The missile was also developed into a sounding rocket, the R-2A* geophysical rocket. Some initial scientific work had been done with the R-1 by attaching scientific nose packages and ejectable pods on the sides. The increased capabilities of the R-2 provided an opportunity to really sample the interface between atmosphere and space. In service by the International Geophysical Year (1957-58), the R-2A was used for high altitude atmospheric and radiological research. It was also used for live biological experiments. Some of these were definitely directed for manned space programs as they featured actual animal space suits as well as various modes of live recovery. Indeed before Laika, many other Russian dogs had already been to space (if not in orbit), and unlike the various Alberts launched at White Sands, New Mexico, most of them came back (not all mind you). It was even considered as a booster for a manned ballistic space shot (the US followed this plan by preceding their manned orbit with the Mercury-Redstone ballistic launches).

Follow ups

Some links for additional information
  • Encyclopedic information on the early Soviet missiles at astronautix.com
  • Information about the R-1 and R-2 at russianspaceweb.com
  • A hard to find site with information about the early research at the Kapustin Yar launch site
  • Information on derivations of Von Braun's V-2
  • Great pictures of the Chinese R-2 at Martin Troller's flicker gallery as well as other shots of the R-1 and R-2
  • Nova documentary "Sputnik Declassified" (Another video not easily available off the web is the BBC produced docu-drama called "The Space Race")
  • Also, thanks to Thorsten Brand on the Space Paper Modelers group at Yahoo! groups for a key diagram for the R-2A I had not seen anywhere else.
*Searching for the R-2 can be difficult on the web. Star Wars references aside, there is the issue of cyrillic which results in the R-2 being actually P-2 for the cyrillic Paketa or "rocket" (which also may encode differently given that "P" and "Р" may not actually be the same).
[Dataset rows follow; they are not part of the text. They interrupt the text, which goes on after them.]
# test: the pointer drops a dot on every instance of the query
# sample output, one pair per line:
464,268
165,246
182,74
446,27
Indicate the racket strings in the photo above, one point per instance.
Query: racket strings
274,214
This is further complicated in the case of the R-2A because it can be Р-2A or В-2A which translates as V-2A which again confuses it with the German V-2 (the "В" is for "вертикальный" or "vertical", its main flight path).

2 comments:

jtalle said...

This is excellent background on an obscure rocket. Thank you for your models and information.

Rod. said...

Even more gaps in my knowlege of Soviet rocketry have been filled in or tiedied up.